获取当前类的名称？

How do I get the name of the class I am currently in?

Example:

def get_input(class_name):
    [do things]
    return class_name_result

class foo():
    input = get_input([class name goes here])

Due to the nature of the program I am interfacing with (vistrails), I cannot use __init__() to initialize input.

obj.__class__.__name__ will get you any objects name, so you can do this:

class Clazz():
    def getName(self):
        return self.__class__.__name__

Usage:

>>> c = Clazz()
>>> c.getName()
'Clazz'

Within the body of a class, the class name isn’t defined yet, so it is not available. Can you not simply type the name of the class? Maybe you need to say more about the problem so we can find a solution for you.

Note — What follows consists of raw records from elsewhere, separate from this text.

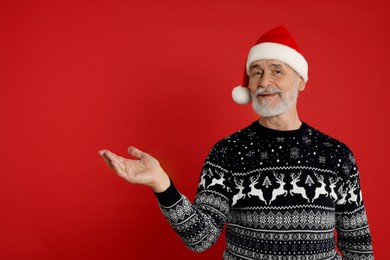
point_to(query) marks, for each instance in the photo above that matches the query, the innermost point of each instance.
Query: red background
(79, 76)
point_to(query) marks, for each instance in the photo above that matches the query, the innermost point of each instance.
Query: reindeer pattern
(293, 186)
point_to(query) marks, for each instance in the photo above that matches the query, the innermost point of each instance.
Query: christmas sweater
(281, 194)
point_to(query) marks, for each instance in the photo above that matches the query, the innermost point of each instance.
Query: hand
(145, 171)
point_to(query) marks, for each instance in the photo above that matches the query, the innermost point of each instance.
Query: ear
(301, 84)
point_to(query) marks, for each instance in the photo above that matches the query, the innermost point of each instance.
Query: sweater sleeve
(199, 224)
(354, 238)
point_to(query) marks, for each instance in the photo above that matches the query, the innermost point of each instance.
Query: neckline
(280, 133)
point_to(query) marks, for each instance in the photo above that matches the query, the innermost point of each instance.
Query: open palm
(144, 170)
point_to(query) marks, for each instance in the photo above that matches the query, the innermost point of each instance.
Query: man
(280, 186)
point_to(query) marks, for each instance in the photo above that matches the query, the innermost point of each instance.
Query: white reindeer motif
(332, 185)
(217, 181)
(352, 188)
(320, 190)
(239, 195)
(202, 181)
(297, 189)
(279, 191)
(360, 197)
(254, 191)
(343, 194)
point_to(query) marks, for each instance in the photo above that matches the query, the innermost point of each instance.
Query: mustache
(267, 90)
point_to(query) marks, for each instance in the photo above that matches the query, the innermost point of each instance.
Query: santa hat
(277, 44)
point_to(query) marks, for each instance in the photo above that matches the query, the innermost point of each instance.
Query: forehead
(268, 64)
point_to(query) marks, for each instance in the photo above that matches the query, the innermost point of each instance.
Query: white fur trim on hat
(280, 52)
(241, 95)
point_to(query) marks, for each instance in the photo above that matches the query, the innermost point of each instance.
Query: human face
(274, 87)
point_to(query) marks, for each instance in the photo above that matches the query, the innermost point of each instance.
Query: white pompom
(241, 95)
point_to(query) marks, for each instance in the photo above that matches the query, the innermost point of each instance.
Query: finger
(117, 168)
(105, 158)
(110, 155)
(136, 152)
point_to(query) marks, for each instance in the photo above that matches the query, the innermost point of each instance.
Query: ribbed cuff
(168, 197)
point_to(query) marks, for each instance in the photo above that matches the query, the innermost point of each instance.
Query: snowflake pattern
(264, 155)
(322, 159)
(294, 153)
(327, 144)
(351, 158)
(272, 163)
(346, 169)
(250, 153)
(306, 140)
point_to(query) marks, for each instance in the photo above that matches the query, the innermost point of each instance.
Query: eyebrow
(274, 65)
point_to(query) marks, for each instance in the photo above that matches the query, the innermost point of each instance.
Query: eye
(257, 73)
(278, 72)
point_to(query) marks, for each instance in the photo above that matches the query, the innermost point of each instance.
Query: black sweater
(281, 194)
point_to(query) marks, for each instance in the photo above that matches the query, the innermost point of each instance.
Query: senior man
(280, 186)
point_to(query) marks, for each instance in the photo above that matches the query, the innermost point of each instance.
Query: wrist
(162, 185)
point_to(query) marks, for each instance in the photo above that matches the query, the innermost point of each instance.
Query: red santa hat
(277, 44)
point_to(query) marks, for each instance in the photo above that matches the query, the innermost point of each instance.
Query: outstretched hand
(145, 170)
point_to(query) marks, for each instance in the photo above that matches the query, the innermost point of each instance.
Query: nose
(266, 81)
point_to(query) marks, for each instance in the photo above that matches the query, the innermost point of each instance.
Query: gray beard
(288, 99)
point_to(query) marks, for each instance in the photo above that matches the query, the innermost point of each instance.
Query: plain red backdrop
(79, 76)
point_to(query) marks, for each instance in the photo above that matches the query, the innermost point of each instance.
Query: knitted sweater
(281, 195)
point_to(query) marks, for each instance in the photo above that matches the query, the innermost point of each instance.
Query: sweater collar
(280, 133)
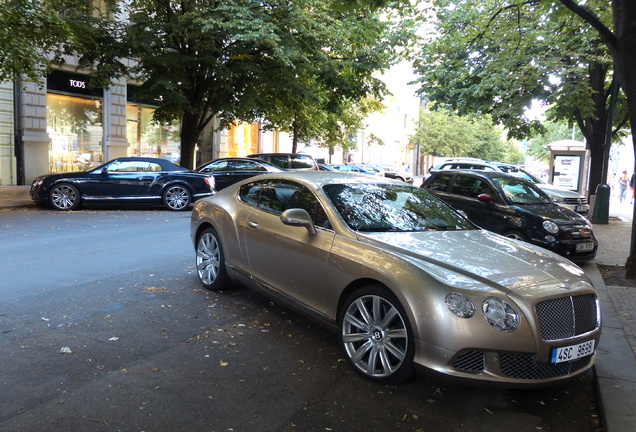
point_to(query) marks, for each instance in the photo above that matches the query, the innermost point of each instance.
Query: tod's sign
(68, 82)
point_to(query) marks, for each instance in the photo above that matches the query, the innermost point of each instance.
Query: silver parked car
(405, 280)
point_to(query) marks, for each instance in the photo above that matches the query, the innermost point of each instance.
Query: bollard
(600, 212)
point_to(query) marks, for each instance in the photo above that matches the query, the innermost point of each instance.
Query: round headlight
(460, 305)
(500, 315)
(550, 227)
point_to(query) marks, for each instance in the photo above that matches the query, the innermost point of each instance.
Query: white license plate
(584, 247)
(572, 352)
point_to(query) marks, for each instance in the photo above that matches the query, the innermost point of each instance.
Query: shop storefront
(74, 122)
(7, 156)
(147, 138)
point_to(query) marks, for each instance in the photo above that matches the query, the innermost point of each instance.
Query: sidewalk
(616, 361)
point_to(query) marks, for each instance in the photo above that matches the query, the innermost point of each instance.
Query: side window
(471, 186)
(219, 166)
(303, 198)
(265, 195)
(301, 162)
(248, 166)
(439, 184)
(128, 166)
(278, 196)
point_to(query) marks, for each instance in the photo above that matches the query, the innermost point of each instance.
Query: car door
(121, 180)
(288, 260)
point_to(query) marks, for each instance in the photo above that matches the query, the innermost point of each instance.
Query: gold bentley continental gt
(406, 281)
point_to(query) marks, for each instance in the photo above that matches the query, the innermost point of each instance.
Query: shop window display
(74, 125)
(148, 138)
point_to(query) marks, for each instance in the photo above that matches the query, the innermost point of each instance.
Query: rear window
(302, 162)
(288, 160)
(439, 183)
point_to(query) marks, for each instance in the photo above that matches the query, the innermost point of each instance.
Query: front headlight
(500, 315)
(550, 227)
(460, 305)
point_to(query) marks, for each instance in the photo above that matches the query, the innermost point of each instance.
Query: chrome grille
(524, 366)
(470, 360)
(567, 317)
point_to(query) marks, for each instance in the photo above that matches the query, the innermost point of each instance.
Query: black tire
(64, 196)
(517, 235)
(376, 335)
(177, 197)
(210, 261)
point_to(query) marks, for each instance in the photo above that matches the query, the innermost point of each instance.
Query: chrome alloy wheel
(208, 259)
(65, 197)
(375, 336)
(177, 198)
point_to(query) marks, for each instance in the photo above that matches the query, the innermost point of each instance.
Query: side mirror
(299, 218)
(484, 198)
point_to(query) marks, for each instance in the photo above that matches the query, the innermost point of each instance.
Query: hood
(476, 257)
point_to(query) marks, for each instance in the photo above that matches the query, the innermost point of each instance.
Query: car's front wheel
(211, 261)
(64, 196)
(177, 197)
(516, 235)
(376, 336)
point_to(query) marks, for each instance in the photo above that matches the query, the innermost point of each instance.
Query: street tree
(621, 42)
(443, 133)
(298, 66)
(554, 131)
(497, 57)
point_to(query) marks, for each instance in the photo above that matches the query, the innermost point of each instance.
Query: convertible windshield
(519, 191)
(390, 207)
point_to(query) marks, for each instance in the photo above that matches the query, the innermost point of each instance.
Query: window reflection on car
(389, 207)
(521, 191)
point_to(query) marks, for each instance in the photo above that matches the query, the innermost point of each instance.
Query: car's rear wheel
(376, 335)
(177, 197)
(211, 261)
(64, 196)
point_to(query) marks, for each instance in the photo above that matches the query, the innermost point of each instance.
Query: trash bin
(600, 212)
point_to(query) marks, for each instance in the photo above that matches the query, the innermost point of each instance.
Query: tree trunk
(595, 129)
(625, 63)
(189, 138)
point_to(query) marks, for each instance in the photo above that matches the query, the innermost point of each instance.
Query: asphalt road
(104, 327)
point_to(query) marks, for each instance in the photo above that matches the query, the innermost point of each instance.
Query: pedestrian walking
(623, 182)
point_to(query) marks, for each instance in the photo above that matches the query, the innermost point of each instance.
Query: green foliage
(495, 57)
(302, 66)
(442, 133)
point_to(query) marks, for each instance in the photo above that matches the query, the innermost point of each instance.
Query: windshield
(388, 207)
(519, 191)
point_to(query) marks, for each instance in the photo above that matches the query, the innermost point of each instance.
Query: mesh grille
(471, 361)
(524, 366)
(567, 317)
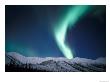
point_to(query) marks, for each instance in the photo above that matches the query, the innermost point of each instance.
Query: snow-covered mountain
(53, 64)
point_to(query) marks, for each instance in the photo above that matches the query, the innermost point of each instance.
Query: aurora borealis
(56, 30)
(70, 18)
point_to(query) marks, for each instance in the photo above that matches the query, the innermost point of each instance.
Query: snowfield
(52, 64)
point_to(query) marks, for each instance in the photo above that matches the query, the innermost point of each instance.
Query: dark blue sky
(29, 31)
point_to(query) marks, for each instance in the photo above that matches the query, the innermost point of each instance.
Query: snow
(59, 63)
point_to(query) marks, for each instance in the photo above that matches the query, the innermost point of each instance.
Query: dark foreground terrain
(15, 62)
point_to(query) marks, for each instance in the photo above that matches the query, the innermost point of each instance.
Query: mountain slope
(17, 62)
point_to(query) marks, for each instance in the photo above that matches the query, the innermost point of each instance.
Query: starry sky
(56, 30)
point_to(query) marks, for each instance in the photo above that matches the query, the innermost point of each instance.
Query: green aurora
(70, 18)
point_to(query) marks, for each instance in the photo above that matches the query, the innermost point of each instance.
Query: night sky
(56, 31)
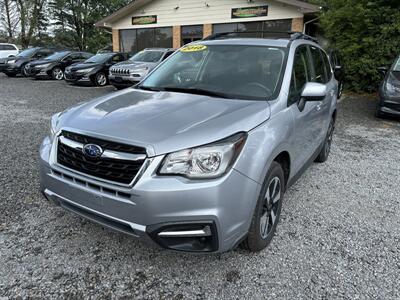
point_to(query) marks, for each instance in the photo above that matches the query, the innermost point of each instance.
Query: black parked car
(16, 65)
(53, 66)
(94, 70)
(389, 91)
(339, 71)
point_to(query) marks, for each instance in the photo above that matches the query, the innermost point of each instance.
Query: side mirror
(314, 91)
(383, 70)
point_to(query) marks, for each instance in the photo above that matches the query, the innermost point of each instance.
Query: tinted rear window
(319, 66)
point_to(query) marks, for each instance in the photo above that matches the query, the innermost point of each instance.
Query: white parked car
(8, 50)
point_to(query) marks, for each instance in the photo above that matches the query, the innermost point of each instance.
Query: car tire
(326, 149)
(57, 74)
(100, 79)
(268, 210)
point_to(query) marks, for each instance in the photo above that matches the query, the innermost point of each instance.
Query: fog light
(191, 237)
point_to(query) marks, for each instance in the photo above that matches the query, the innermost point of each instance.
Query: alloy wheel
(270, 211)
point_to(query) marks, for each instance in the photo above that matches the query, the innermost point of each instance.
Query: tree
(366, 33)
(30, 12)
(74, 19)
(9, 18)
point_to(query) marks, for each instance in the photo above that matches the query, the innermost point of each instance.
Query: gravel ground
(339, 236)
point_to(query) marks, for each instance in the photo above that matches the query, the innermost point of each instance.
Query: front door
(305, 115)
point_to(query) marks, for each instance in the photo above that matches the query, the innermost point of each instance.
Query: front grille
(122, 72)
(120, 171)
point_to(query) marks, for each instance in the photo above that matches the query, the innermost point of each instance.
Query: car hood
(41, 62)
(133, 65)
(163, 122)
(80, 66)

I would create a metaclass to do this work for you. It’s invoked at class creation time (conceptually at the very end of the class: block), and can manipulate the class being created. I haven’t tested this:

class InputAssigningMetaclass(type):
    def __new__(cls, name, bases, attrs):
        cls.input = get_input(name)
        return super(MyType, cls).__new__(cls, name, bases, newattrs)

class MyBaseFoo(object):
    __metaclass__ = InputAssigningMetaclass

class foo(MyBaseFoo):
    # etc, no need to create 'input'

class foo2(MyBaseFoo):
    # etc, no need to create 'input'

You can access it by the class’ private attributes:

cls_name = self.__class__.__name__

EDIT:

As said by Ned Batcheler, this wouldn’t work in the class body, but it would in a method.

PEP 3155 introduced __qualname__, which was implemented in Python 3.3.

For top-level functions and classes, the __qualname__ attribute is equal to the __name__ attribute. For nested classes, methods, and nested functions, the __qualname__ attribute contains a dotted path leading to the object from the module top-level.

It is accessible from within the very definition of a class or a function, so for instance:

class Foo:
    print(__qualname__)

will effectively print Foo. You’ll get the fully qualified name (excluding the module’s name), so you might want to split it on the . character.

However, there is no way to get an actual handle on the class being defined.

>>> class Foo:
...     print('Foo' in globals())
... 
False

EDIT: Yes, you can; but you have to cheat: The currently running class name is present on the call stack, and the traceback module allows you to access the stack.

>>> import traceback
>>> def get_input(class_name):
...     return class_name.encode('rot13')
... 
>>> class foo(object):
...      _name = traceback.extract_stack()[-1][2]
...     input = get_input(_name)
... 
>>> 
>>> foo.input
'sbb'

However, I wouldn’t do this; My original answer is still my own preference as a solution. Original answer:

probably the very simplest solution is to use a decorator, which is similar to Ned’s answer involving metaclasses, but less powerful (decorators are capable of black magic, but metaclasses are capable of ancient, occult black magic)

>>> def get_input(class_name):
...     return class_name.encode('rot13')
... 
>>> def inputize(cls):
...     cls.input = get_input(cls.__name__)
...     return cls
... 
>>> @inputize
... class foo(object):
...     pass
... 
>>> foo.input
'sbb'
>>> 

import sys

def class_meta(frame):
    class_context = '__module__' in frame.f_locals
    assert class_context, 'Frame is not a class context'

    module_name = frame.f_locals['__module__']
    class_name = frame.f_code.co_name
    return module_name, class_name

def print_class_path():
    print('%s.%s' % class_meta(sys._getframe(1)))

class MyClass(object):
    print_class_path()

I think, it should be like this:

    class foo():
        input = get_input(__qualname__)